Une sotte, ridicule et inutile soirée !

Mais je me sens maintenant léger et à mon aise. Aussi pendant que je jouais j’ai tiré mon crayon et noté à la page 13, sous le dernier système des variations en chiffres, de la main droite, tandis que la gauche s’agitait dans le torrent des sons ; et je continue à écrire derrière sur les pages blanches. Je laisse là les chiffres et les tons, et avec grand plaisir ; comme le convalescent qui ne peut se lasser de parler de ses souffrances, je raconte ici tout au long les horribles tortures du thé d’aujourd’hui, non pas pour moi seul, mais aussi pour d’autres qui voudront, à mon exemple, se réjouir en admirant les variations de Jean-Sébastien Bach pour le piano, publiées chez Nageli à Zurich, et trouveront mes chiffres à la fin de la trentième variation, conduits par le mot latin écrit en grosses lettres : Verte.

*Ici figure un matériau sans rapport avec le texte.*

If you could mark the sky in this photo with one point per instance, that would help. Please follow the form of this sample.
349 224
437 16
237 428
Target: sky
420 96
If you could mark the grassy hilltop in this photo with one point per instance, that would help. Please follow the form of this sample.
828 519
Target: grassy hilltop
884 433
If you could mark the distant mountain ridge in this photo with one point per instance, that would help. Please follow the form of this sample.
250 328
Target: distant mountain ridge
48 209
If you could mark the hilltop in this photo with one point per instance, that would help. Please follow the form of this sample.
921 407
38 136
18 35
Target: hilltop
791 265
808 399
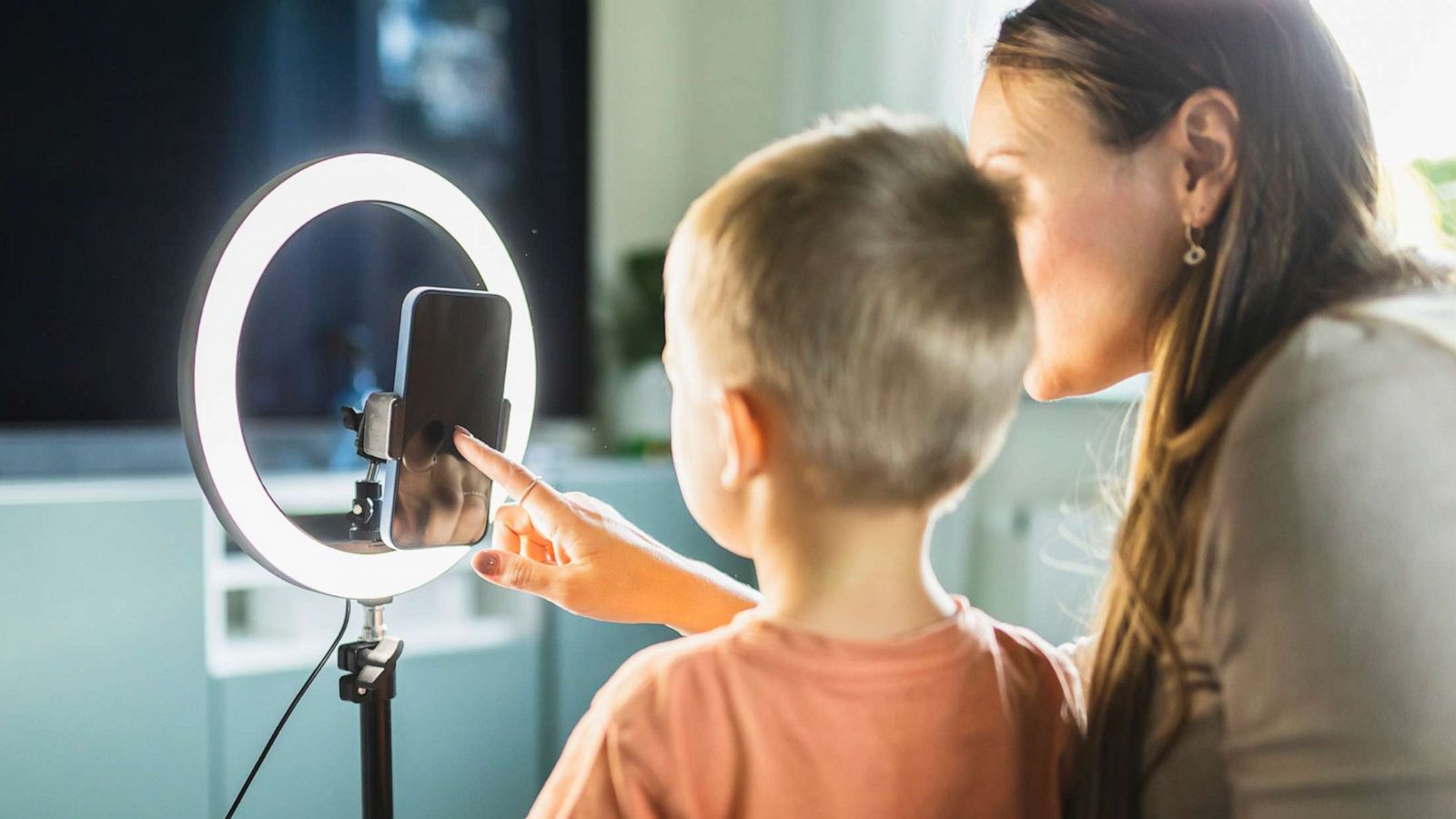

Ils tourneront la feuille et liront. Ceux-la devineront de suite tout l’enchaînement des choses, ils sauront que le conseiller intime Roderlein tient ici une maison charmante et qu’il a deux filles dont le monde élégant parle avec enthousiasme ; elles dansent comme des déesses, parlent français comme des anges, et chantent et dessinent comme les muses. Le conseiller intime est riche, il a dans ses dîners trimestriels les meilleurs vins, les mets les plus délicats ; tout est monté sur le pied le plus élégant, et celui qui ne s’amuse pas dans ses thés célestes n’a ni ton, ni esprit, ni à plus forte raison de sentiment pour les arts, car c’est là surtout qu’on les apprécie. Avec le thé, le punch, le vin, les glaces, etc., on sert aussi un peu de musique que le beau monde accepte agréablement comme tout le reste. Lorsque chaque hôte a eu le temps nécessaire pour boire un nombre suffisant de tasses de thé, et que le punch et les glaces ont circulé déjà deux fois, les domestiques préparent la table de jeu pour la partie la plus âgée et partant la plus sérieuse de la société qui préfère les caries à la musique et près de laquelle on n’entend d’autre bruit importun et mal à propos que celui de quelques pièces d’or. À ce signal la jeune partie de la réunion se rassemble autour des demoiselles Roderlein, il s’élève un tumulte dans lequel on distingue ces mots :

— Belle demoiselle, ne nous refusez pas la jouissance de votre céleste talent.

— Oh ! ma bonne, chantez-nous quelque chose !

— Pas possible ! un rhume ! le dernier bal ! Je n’ai pas répété.

— Oh ! je vous prie ! je vous supplie ! nous vous implorons tous !

Gottlieb pendant ce temps a ouvert à la fois le piano et le pupitre, gémissant sous le poids du recueil de musique bien connu. La maman crie de sa table de jeu :

— Chantez donc, mes enfants !

Je me place au piano, et les demoiselles Roderlein sont conduites en triomphe devant l’instrument. Là des façons commencent, aucune ne veut chanter la première,

— Tu sais, chère Nanette, comme je suis enrouée

— Mais le suis-je donc moins, ma chère Marie ? Je chante si mal ! Oh ! commence, chère !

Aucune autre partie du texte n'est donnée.